Now that I've begun thinking about what we're going to do for this First Tuesday brief, and obviously invitation and ticket design springs to mind so I got on 'the google' to see what was what. I found some really nice examples of invitation design in particular. Granted we are focusing mainly on tickets above invitations but I feel that this area still needs to be looked into. It's quite difficult to find ticket design without hitting thousands of websites advertising 'design your own tickets!' Which are pretty bad.
I am most definitely a type-based designer. Yes I can appreciate image and think that it works really well, like the lovely teapot on the below invitation, but I don't like it as the main focus of a design. I'm not an Illustrator and definitely lean more towards a lovely bit of type when given the option.
I love love to see the rest of the range that goes with the below image, as I think it's a really nice piece of type design and I think that it works really well, setting a whimsical and fantastical sort of tone while still being quite 'proper'.
I love the format of this one and the fact that it comes in a tube, rolled up, and then rolls out into the massive long piece of type design that quite literally tells a story. I would be far more intrigued to receive something like this than the generic invitations that everybody receives.
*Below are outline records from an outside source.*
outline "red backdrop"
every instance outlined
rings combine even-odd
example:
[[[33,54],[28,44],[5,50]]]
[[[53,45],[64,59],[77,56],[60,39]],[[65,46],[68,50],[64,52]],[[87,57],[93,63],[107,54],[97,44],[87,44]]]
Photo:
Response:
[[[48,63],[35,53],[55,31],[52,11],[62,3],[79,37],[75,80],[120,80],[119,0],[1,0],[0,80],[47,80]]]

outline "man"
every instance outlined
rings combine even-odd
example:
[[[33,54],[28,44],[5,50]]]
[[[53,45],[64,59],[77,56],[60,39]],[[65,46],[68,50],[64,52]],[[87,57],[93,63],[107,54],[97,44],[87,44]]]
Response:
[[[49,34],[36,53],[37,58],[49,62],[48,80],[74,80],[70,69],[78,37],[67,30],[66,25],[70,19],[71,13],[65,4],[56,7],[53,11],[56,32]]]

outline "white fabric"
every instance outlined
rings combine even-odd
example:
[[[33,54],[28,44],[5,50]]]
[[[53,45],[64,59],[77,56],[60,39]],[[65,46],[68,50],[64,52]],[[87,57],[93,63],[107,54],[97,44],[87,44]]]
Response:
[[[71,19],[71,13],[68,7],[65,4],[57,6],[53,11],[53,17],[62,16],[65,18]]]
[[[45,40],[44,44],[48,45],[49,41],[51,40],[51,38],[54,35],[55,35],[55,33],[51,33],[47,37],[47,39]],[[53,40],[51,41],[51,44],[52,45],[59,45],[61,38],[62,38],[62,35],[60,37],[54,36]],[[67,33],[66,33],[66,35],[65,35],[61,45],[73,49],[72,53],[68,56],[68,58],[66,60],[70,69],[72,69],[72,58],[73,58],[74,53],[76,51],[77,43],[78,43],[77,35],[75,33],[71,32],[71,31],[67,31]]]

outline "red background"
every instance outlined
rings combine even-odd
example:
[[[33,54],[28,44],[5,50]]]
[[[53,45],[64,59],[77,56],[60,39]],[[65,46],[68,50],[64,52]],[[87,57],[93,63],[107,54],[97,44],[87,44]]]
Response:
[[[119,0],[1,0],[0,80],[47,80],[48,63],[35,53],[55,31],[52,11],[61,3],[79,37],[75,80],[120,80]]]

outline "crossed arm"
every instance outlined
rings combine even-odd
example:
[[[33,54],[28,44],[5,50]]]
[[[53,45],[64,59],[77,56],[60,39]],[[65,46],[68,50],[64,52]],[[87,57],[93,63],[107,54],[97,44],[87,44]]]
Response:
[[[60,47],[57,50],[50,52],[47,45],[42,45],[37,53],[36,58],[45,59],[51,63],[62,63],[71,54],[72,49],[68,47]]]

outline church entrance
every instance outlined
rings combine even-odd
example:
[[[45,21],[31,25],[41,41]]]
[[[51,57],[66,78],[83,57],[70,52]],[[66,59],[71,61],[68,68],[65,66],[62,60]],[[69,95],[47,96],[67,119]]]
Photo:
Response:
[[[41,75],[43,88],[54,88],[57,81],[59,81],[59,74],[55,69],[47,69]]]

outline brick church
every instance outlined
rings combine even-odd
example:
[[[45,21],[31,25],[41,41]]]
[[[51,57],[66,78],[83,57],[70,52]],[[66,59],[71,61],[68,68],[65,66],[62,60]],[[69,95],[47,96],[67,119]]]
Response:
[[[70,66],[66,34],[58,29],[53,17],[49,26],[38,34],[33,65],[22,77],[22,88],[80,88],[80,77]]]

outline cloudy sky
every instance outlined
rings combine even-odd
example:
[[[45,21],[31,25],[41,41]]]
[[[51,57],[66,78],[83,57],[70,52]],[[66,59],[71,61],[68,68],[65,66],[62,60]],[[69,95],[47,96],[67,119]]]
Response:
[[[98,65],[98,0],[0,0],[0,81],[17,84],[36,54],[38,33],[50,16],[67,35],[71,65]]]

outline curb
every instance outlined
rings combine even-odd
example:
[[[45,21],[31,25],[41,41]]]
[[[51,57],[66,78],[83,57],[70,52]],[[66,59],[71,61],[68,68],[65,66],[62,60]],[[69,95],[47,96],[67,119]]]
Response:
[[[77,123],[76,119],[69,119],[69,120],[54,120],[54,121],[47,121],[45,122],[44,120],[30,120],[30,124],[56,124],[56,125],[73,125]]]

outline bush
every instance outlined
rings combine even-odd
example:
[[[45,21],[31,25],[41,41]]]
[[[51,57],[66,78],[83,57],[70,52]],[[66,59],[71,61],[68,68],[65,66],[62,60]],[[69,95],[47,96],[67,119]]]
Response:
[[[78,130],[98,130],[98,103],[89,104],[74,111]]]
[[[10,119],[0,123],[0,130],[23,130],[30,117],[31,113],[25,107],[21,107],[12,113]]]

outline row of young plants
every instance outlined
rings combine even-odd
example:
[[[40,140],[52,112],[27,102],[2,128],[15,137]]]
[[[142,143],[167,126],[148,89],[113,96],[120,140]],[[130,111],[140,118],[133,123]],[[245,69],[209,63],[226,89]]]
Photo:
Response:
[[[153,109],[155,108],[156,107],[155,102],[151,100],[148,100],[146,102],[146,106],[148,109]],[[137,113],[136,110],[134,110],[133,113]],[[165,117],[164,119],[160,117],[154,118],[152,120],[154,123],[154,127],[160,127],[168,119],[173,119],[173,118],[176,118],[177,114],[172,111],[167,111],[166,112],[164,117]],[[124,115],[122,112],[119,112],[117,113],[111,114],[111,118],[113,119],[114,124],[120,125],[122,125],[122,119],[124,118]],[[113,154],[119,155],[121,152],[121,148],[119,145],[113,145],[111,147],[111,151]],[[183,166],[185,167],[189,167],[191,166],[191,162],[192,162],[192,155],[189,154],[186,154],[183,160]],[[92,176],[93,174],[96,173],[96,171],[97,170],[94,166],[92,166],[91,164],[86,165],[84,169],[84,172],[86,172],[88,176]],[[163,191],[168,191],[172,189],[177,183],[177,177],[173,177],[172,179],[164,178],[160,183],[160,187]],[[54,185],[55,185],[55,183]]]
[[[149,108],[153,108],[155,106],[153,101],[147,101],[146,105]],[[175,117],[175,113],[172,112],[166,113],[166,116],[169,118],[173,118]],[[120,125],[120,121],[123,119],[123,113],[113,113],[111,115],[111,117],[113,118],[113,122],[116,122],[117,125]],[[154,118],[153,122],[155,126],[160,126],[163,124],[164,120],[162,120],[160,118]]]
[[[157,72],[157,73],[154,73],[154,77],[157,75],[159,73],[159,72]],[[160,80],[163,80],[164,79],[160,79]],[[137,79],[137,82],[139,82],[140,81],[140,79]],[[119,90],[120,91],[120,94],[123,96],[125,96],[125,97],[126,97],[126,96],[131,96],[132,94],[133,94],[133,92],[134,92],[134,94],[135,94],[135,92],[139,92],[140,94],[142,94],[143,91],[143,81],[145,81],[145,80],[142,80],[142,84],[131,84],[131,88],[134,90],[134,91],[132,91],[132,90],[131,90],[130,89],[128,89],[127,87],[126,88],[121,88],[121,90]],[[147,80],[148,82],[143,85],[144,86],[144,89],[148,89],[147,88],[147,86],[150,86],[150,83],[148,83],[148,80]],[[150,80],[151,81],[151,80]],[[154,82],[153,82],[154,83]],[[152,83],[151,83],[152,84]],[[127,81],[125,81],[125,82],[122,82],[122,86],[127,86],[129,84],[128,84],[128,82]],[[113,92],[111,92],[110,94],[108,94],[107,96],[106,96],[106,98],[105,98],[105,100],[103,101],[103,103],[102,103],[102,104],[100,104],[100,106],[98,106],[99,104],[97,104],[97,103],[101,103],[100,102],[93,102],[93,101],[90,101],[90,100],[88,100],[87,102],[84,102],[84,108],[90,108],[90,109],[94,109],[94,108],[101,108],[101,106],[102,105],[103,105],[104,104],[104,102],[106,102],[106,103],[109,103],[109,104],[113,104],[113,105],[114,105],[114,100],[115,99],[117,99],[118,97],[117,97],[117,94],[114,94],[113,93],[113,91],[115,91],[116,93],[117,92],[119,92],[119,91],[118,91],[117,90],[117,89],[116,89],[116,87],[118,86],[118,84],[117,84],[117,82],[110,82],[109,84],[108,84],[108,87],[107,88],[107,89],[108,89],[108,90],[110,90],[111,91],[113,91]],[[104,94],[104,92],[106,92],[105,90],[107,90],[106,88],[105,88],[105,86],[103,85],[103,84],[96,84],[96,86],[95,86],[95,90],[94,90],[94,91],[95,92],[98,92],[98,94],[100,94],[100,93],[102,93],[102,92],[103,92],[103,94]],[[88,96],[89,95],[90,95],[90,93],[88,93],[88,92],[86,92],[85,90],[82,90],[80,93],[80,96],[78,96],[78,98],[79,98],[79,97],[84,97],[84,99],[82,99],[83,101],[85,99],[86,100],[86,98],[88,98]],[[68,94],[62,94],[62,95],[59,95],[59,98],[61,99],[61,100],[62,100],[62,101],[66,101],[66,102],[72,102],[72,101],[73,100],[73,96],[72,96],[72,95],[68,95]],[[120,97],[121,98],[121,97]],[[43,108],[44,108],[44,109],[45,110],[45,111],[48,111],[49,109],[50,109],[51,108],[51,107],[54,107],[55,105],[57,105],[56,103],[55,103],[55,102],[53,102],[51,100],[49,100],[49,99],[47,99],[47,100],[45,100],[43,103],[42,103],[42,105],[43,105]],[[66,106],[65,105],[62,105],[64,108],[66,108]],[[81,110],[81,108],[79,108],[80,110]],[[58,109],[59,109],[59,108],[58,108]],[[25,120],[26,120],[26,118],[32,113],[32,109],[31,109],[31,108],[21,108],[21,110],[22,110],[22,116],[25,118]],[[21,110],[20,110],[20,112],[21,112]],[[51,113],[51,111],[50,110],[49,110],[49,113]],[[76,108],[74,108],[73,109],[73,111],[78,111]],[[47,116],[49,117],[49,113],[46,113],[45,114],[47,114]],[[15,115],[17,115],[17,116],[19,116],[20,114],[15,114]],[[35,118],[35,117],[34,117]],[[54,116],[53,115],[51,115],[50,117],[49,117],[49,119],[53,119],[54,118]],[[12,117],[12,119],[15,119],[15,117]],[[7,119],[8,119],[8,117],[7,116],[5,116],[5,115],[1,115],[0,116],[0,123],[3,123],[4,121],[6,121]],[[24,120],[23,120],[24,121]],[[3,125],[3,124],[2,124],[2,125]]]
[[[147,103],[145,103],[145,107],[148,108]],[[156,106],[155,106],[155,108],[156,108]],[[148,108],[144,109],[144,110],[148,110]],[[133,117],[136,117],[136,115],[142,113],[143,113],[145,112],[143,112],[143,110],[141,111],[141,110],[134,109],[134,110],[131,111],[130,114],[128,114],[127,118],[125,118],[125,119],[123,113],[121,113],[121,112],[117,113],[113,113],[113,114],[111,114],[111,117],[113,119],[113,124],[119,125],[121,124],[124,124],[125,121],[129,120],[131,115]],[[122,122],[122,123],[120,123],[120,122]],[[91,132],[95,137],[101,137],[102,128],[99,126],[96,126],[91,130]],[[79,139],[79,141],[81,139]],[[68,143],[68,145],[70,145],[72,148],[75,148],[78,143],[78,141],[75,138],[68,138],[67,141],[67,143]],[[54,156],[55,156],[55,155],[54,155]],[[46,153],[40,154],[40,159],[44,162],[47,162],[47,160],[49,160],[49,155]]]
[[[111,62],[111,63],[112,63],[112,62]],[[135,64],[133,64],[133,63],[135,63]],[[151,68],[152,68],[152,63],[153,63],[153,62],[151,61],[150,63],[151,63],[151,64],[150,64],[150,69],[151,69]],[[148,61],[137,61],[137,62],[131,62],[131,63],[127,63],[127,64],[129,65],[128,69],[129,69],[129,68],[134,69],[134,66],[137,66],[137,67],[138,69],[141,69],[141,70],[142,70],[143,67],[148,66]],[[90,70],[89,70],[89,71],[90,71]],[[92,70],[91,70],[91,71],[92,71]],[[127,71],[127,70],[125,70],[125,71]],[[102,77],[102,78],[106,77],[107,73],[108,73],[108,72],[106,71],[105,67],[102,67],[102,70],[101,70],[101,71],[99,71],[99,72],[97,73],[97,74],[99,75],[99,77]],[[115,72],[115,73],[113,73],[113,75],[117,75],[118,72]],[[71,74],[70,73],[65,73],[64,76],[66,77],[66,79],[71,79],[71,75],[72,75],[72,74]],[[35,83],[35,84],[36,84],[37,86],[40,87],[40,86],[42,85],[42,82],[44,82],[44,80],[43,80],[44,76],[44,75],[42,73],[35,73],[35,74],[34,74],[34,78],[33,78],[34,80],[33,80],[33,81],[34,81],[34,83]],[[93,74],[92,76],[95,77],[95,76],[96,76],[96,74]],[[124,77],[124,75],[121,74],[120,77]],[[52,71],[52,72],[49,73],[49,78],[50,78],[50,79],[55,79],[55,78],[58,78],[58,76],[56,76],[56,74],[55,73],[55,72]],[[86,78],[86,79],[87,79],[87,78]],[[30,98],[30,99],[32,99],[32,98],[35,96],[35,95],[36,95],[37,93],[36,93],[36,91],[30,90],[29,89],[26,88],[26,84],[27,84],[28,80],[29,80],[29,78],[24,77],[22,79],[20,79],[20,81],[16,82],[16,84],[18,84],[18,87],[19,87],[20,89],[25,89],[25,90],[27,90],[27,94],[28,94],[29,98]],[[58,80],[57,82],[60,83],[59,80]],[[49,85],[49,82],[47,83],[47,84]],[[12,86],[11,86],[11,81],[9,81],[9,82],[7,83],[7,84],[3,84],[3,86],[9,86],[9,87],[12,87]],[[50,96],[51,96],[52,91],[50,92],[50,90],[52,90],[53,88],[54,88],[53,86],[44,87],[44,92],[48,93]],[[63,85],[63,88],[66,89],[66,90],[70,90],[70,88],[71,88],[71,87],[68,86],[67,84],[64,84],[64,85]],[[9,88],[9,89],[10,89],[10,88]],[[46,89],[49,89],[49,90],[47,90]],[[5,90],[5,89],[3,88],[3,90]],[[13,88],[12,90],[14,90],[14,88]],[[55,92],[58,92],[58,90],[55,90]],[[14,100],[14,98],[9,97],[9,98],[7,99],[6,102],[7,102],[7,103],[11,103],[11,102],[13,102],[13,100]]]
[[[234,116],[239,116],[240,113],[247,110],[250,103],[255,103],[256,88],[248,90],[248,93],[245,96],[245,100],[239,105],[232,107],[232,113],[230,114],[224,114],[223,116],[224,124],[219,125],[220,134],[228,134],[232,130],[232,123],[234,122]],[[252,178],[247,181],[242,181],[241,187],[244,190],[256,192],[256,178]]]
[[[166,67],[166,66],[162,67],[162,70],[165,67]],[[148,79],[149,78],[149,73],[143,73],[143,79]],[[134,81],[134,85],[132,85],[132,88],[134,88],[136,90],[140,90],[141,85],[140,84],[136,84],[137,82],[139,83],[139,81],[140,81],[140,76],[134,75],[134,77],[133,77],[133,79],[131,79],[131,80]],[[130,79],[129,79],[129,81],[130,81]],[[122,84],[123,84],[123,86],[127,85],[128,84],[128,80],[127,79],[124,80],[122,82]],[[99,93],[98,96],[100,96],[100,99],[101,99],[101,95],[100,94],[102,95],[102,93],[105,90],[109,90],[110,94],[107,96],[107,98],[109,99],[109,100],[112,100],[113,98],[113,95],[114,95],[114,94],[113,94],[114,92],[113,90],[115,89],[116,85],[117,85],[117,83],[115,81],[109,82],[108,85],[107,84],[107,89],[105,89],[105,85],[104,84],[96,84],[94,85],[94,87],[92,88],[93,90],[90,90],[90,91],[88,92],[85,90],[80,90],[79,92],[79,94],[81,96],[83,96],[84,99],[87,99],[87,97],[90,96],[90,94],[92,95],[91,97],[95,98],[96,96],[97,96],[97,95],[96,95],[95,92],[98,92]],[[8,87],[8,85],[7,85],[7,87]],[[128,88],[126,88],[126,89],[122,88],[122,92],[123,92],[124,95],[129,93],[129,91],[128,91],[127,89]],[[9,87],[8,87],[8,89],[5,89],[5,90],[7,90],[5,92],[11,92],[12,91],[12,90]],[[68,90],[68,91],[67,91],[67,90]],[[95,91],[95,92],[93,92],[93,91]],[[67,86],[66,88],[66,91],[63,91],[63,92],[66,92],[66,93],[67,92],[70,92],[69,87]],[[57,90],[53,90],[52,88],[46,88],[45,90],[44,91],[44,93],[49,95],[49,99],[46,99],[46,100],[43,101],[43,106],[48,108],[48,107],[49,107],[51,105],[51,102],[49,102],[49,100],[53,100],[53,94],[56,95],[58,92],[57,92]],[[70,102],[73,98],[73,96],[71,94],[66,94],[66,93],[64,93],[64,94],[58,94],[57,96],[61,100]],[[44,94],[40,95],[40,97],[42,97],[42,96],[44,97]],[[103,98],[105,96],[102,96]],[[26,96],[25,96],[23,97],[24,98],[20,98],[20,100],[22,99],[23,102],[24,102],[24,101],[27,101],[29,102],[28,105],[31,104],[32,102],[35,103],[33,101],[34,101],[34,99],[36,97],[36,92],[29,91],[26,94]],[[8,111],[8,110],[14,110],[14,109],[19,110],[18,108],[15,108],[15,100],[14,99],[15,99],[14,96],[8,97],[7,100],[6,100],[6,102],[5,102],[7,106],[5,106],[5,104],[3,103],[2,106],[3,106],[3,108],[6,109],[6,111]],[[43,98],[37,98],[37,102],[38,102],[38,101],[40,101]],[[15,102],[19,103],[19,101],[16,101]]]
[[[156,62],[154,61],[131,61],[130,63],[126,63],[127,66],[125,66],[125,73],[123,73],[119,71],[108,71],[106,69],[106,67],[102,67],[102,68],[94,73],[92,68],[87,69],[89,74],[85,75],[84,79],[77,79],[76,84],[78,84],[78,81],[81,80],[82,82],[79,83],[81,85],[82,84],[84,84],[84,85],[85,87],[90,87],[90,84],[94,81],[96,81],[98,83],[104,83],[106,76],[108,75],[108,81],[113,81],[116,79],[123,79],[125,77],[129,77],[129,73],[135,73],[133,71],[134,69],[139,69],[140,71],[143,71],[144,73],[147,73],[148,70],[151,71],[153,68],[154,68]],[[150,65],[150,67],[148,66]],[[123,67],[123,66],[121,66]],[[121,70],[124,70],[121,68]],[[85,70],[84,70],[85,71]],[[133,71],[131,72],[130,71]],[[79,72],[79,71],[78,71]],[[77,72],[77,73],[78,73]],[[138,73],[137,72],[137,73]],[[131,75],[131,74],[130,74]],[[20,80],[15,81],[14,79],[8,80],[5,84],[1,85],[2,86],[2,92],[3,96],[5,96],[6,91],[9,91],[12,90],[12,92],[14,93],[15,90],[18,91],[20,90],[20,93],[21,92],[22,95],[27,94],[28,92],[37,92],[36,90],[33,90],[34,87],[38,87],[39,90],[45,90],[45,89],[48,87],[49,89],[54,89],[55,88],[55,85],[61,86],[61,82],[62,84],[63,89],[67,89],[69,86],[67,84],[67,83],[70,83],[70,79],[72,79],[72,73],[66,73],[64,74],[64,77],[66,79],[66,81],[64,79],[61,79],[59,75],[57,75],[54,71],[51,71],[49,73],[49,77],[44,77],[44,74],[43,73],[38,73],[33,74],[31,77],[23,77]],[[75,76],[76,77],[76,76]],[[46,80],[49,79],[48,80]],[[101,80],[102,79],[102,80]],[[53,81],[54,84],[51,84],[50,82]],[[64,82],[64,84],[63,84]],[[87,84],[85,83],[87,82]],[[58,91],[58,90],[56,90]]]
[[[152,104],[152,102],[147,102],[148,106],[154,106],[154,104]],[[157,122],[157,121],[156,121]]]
Letterpress. I love letterpress, though I don't know how to do it. Yet. That's going to change very soon as me and Becca are going down to the Vernon street site to do a letterpress induction with Roger. I've wanted to try it for ages though haven't really had a reason too, and Vernon Street is kind of out of the way for me.
I think that letterpress is a way of making simple type look even more interesting, and I'm definitely one of these people who likes to touch. I love texture and embossing and so letterpress just combines both.
It works just as well in simple black and white as well as shockingly bright colours. I really like the long thin layout of the type on these pieces. This is definitely inspiring to step outside of general paper sizes like A-format and make something more interesting to behold.
I love this purely for the fact that it has a spoon on it, which adds somethign extra special to the invitation even if it is just a spoon.
And of course, more unusual invitations, like these wedding invitations placed in cans, which are then used to tie to the back of the wedding car so as well as being an invitation, an interesting one, the can itself has a second life.